Het Cauda Equina Syndroom, al van gehoord?

 

Wat is het?

Het cauda equina syndroom is een zeer zeldzame aandoening waarbij de paardenstaartachtige zenuwbundel onder in de rug (cauda equina = paardenstaart) beklemd raakt. Verschijnselen van een cauda equina syndroom zijn pijn laag in de rug, uitstralende pijn in de benen en zwakte of verlamming van één of beide benen. Ook kunnen uitvalverschijnselen optreden zoals ongewild urine- en ontlastingverlies. De huid rond de anus, tussen en op de billen en aan de binnen en achterkant van de bovenbenen kan ongevoelig worden. Artsen spreken dan over het 'rijbroekgebied'. Bij het optreden van deze verschijnselen is het belangrijk om snel medische hulp te zoeken.

Waardoor kan het komen?

Het cauda equina syndroom kan ontstaan als de onderste zenuwwortels afgekneld worden.

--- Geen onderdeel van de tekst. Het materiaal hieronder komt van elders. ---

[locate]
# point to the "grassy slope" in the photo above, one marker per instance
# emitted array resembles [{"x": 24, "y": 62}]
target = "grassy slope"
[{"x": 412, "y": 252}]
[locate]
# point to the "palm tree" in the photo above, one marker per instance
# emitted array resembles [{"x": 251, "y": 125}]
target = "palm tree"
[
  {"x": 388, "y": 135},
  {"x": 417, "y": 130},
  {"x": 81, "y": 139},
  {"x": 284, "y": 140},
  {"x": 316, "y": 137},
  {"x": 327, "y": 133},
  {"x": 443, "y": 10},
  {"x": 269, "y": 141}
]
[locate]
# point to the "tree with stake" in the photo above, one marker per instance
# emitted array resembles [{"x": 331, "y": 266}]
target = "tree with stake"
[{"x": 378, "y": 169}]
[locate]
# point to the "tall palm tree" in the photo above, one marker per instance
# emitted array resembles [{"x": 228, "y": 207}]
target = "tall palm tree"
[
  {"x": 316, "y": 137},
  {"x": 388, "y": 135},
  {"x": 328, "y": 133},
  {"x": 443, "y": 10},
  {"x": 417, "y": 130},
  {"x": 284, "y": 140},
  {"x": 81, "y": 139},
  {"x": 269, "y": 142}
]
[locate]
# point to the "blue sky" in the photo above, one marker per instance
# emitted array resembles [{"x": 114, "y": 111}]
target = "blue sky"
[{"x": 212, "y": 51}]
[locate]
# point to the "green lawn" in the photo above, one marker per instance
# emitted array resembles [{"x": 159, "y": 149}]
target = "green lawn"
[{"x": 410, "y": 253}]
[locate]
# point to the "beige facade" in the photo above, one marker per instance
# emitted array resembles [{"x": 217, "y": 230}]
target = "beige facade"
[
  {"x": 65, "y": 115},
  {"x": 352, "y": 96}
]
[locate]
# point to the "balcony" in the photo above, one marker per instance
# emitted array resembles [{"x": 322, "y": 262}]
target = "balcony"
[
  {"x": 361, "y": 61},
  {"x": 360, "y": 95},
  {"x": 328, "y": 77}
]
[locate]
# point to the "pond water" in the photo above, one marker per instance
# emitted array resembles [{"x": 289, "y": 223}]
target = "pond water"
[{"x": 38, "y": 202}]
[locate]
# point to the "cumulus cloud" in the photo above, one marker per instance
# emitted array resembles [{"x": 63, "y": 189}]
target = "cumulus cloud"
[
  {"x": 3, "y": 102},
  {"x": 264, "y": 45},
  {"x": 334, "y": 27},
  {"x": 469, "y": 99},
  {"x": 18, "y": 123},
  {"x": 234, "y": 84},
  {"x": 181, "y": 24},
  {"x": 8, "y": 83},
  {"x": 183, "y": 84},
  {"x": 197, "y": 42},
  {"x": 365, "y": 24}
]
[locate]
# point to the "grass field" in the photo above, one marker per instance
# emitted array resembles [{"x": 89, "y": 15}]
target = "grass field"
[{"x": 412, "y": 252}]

De zenuwen van de cauda zijn kwetsbaarder dan de gewone zenuwen zoals die in armen en benen. Als de cauda samengedrukt wordt, zullen de zenuwen op de plaats van de beklemming beschadigen en zal de normale zenuwfunctie geheel of gedeeltelijk ophouden. De zenuwwortels kunnen afgekneld worden door een hernia maar ook door een ongeval dat gepaard ging met een breuk en/of verschuiving van een wervel. Ook kan een ontsteking met abces vorming of een gezwel of uitzaaiing van een tumor de oorzaak zijn van een cauda equina syndroom.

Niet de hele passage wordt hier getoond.